Lola had discovered a near abandoned hall with a secret room in her short time here at the hospital. She felt the tug of a cat-nap; just down down the way from a blood clinic, past frozen viral samples. She had seen young intern doctors cram twenty minutes of sleep into empty cafeteria booths. Why not Lola? She carefully slid about the halls until she snuck down her secret walkway. Behind her secret door, an old locker room with an older bathroom waited, near dusty, near complete in its abstinence from human complications. Lola jumped past the locker room and into a bathroom stall. She closed her eyes a moment, thought of her younger brother, where he was now, then faded into a quick sleep.

--

Thousands of rats crawled over bronze busts of wealthy bald white
men. There were so many rats. Lola was in a box. She could barely breathe.
Her lungs burned. Her heart raced. She could see a man coming toward her. He
was yelling or waving his hand or dancing. It was too unclear. The rats had
kicked up quite a bit of dust and began eating through the walls. Lola knew
she would die. The man got closer but still his face remained unknown to her.
A large bucket of grease dangled above her head. The rats wanted the juice.
They wanted to indulge. Lola saw 40 one-eyed women get out of a van and enter
the space where she was standing. The cyclops women were holding large nets.
This would stop the rats from advancing.

--

The door to the bathroom swung open, startling and waking Lola. Two women entered; their shoes were pitch black. They rustled and fussed over faucets until speaking.

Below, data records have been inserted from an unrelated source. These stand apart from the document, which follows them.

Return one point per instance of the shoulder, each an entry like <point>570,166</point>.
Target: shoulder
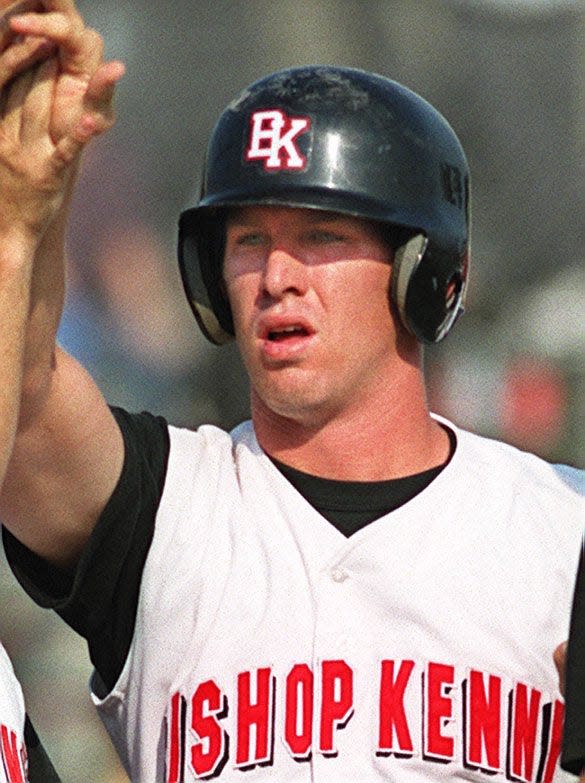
<point>11,697</point>
<point>495,459</point>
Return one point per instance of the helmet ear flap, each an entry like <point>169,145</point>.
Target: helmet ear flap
<point>407,257</point>
<point>428,294</point>
<point>200,250</point>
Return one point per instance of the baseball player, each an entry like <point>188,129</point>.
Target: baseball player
<point>22,756</point>
<point>347,587</point>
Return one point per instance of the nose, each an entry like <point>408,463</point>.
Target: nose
<point>284,273</point>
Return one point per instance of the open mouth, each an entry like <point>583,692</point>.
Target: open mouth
<point>286,333</point>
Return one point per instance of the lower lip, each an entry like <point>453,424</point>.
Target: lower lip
<point>288,349</point>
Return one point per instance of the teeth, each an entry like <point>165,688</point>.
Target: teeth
<point>275,333</point>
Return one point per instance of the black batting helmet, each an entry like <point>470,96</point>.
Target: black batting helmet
<point>344,140</point>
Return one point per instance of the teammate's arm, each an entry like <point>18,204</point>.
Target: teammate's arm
<point>68,449</point>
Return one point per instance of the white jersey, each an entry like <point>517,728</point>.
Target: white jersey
<point>13,762</point>
<point>270,647</point>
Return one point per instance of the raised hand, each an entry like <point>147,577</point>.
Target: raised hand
<point>83,99</point>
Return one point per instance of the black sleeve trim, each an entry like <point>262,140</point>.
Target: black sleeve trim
<point>99,600</point>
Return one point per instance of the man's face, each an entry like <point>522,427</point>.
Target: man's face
<point>309,296</point>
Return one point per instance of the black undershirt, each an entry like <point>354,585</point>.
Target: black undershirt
<point>351,505</point>
<point>100,600</point>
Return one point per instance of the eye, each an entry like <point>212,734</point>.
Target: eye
<point>322,236</point>
<point>250,238</point>
<point>245,238</point>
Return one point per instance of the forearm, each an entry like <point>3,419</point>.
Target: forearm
<point>15,284</point>
<point>47,297</point>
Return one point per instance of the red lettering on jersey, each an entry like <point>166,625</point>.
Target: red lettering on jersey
<point>554,745</point>
<point>336,702</point>
<point>273,137</point>
<point>394,735</point>
<point>256,713</point>
<point>438,711</point>
<point>298,726</point>
<point>176,739</point>
<point>483,719</point>
<point>207,706</point>
<point>11,758</point>
<point>525,712</point>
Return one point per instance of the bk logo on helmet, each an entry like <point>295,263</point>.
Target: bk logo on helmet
<point>273,139</point>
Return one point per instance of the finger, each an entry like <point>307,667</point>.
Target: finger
<point>76,43</point>
<point>36,111</point>
<point>22,55</point>
<point>98,115</point>
<point>10,10</point>
<point>15,97</point>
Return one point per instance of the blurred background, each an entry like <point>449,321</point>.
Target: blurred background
<point>509,76</point>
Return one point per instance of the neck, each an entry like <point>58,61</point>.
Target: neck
<point>375,441</point>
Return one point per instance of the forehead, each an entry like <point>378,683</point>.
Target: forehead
<point>259,214</point>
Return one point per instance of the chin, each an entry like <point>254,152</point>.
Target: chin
<point>291,400</point>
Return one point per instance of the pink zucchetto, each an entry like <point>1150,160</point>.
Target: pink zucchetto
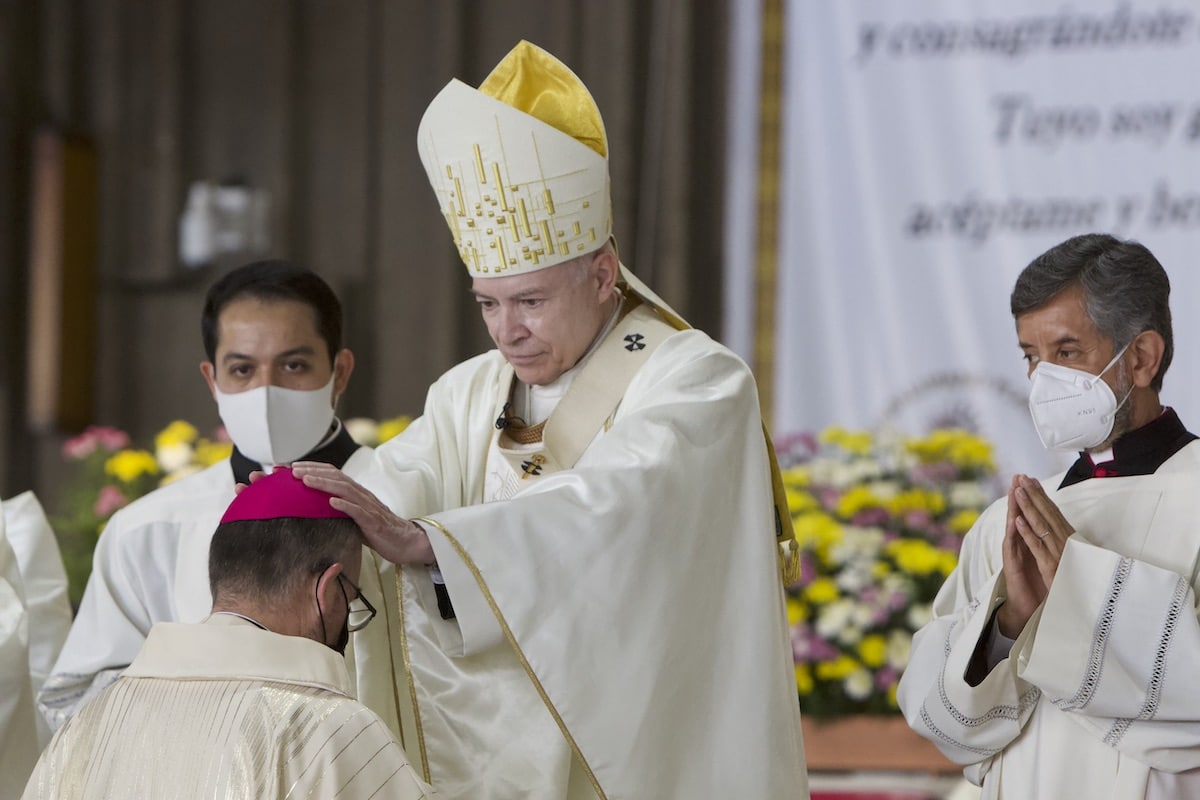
<point>277,495</point>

“Did you hear about Tina?”

“No. What happened? Where is she?”

“She got let go. She was stealing morphine.”

“No! Oh my god, not Tina! Really? She got caught?”

“Well, yeah. That’s what I heard at least. I mean, you don’t see her around anymore, do you?”

“Well, no. I don’t. But that’s a shame. I always liked her. In fact, sometimes we’d come in here after eating lunch and just gab. You know, get away from it all. I can’t believe she was stealing. Jesus.”

“Yeah, I don’t know if she was using or what. Just one day, she’s roaming the halls, pleasant with a smile on her face, then the next – gone. Lickety-split. I’ll miss her too. We used to gossip about Dr. Reynolds. You know, that cute one over in Post-Partem.”

“Who’s that? I don’t think I know him?”

“Oh - ”

The women stopped talking suddenly. Lola thought she could hear them whisper. Suddenly the two ladies stomped off and left the bathroom. Lola waited a few moments and exited the bathroom herself. For an unknown reason, her heart was skipping and jumping. She was excited. She’d stolen a conversation, one of the best things to do in a hospital. And the morphine: Lola had stolen breaf from the cafeteria before, but morphine was much sexier. If she was a hospital thief, she’d steal wheelchairs and send them rolling into lakes and streams. Or she’d steal gowns and stitch blankets from them. Lola stuck her head into the hall and made sure the women had gone.

Lola felt as if she got away with something. She was part of the invisibility of the old hallways of the hospital. I am a fly in the ether. It was the sag of the shoulders, the dip of the head, that allowed one to attain anonymity at Our Sacred Lady. Lola’s only offense, the only noticeable element of her person, was her slight scent of fried food. And as such, she sauntered back down the empty white halls, white shoes squeaking. Soon enough, men would be talking around her, fixing their hair, wearing smocks, counting things like boats and bank accounts. Women would be scratching their noses and fixing glasses and speaking about their husbands. Children would be attacking their plates with plastic cutlery. Lola was not eager to return to the grind, but only for a moment she wanted to escape and run out through the front entrance, tossing her clothes about the abandon of cigarettes and hairnets.